We have launched work to look at the effects of over-indebtedness on consumers and are engaged with consumer bodies from across the UK on this. We are also taking the conclusion of the OFT’s work on SME banking into a wider assessment of competition in the retail banking sector which we will report on in the summer. Ofgem has concluded a consultation on its proposal that the CMA should conduct a full market investigation into the domestic energy market and we are expecting that decision shortly.
We have also inherited 2 Scottish-specific cases from the OFT and CC. We are consulting on stronger commitments to improve access to the road fuels market in the Western Isles. We believe these commitments will help rival fuel distributors to enter the market and to compete in the supply of road fuels to the Western Isles filling stations on a long-term basis. The CMA has also considered the recent merger between Breedon Aggregates and Aggregate Industries UK. We found that this acquisition would lead to a reduction of competition in 3 areas of north-east Scotland. To preserve competition and protect customer interests we are requiring Breedon Aggregates Ltd to sell an asphalt plant in Aberdeen and a ready-mixed concrete plant in Peterhead. Both of these products are vital for construction projects and road building, much of which is funded by the public purse.
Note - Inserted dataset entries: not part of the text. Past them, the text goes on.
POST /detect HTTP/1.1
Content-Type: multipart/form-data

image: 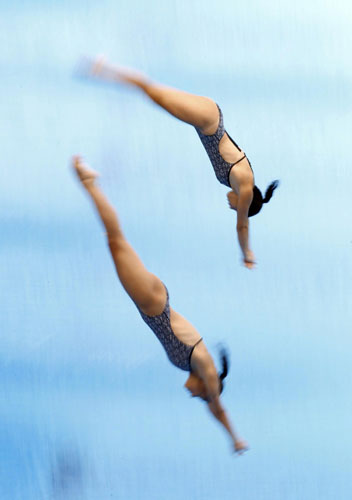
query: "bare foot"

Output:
[234,440,249,455]
[72,156,99,186]
[79,56,148,88]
Looking forward, as capacity becomes available we have rightly set ourselves some clear targets - launching at least 4 new Competition Act investigations, at least 4 new pieces of markets work, and 3 cases or projects that focus on widespread or endemic practices that negatively impact on consumer decision-making or choice.
We will build the right portfolio of cases, selecting the right cases to investigate and then delivering robust, well-reasoned and timely outcomes in those cases. Over time we need a portfolio of cases covering both large and small markets and businesses across the UK and involving infringements that are more established and those that are less familiar. The Devolved Nations Team is feeding into the CMA’s projects to ensure that our work covers sectors of most importance for the UK as a whole and each of the devolved nations.
CMA as a UK-wide organisation
Our team here in Scotland is focusing on helping the CMA to be more effective in reaching out and responding to the different economic and political dynamics here in Scotland. At the CMA board meeting tomorrow we will be considering how we can become more effective in this and how organisations in Scotland, Wales and Northern Ireland can be involved in decision-making and cases.
The CMA is also working with regulators and consumer bodies across the UK. Firstly, through the UK Competition Network which liaises with the Water Industry Commission for Scotland to learn from each other, as well as the Utility Regulator for Northern Ireland. And secondly, through the Consumer Protection Partnership, which includes Trading Standards Scotland and Citizens Advice Scotland, as well as Northern Ireland consumer and trading standards bodies.
I hope you take away from what I have said that we are keen to engage with and listen to consumer groups, businesses and their representatives in Scotland to help inform our work and processes. We want to hear from you if there are particular aspects of markets that raise concerns or that you think may be anti-competitive. Sheila Scobie and Hannah Frodsham are our key people here in Scotland and will be very happy to meet and listen.
Thank you once again for coming tonight and I look forward to discussing with you how the CMA can best ensure it represents Scottish interests.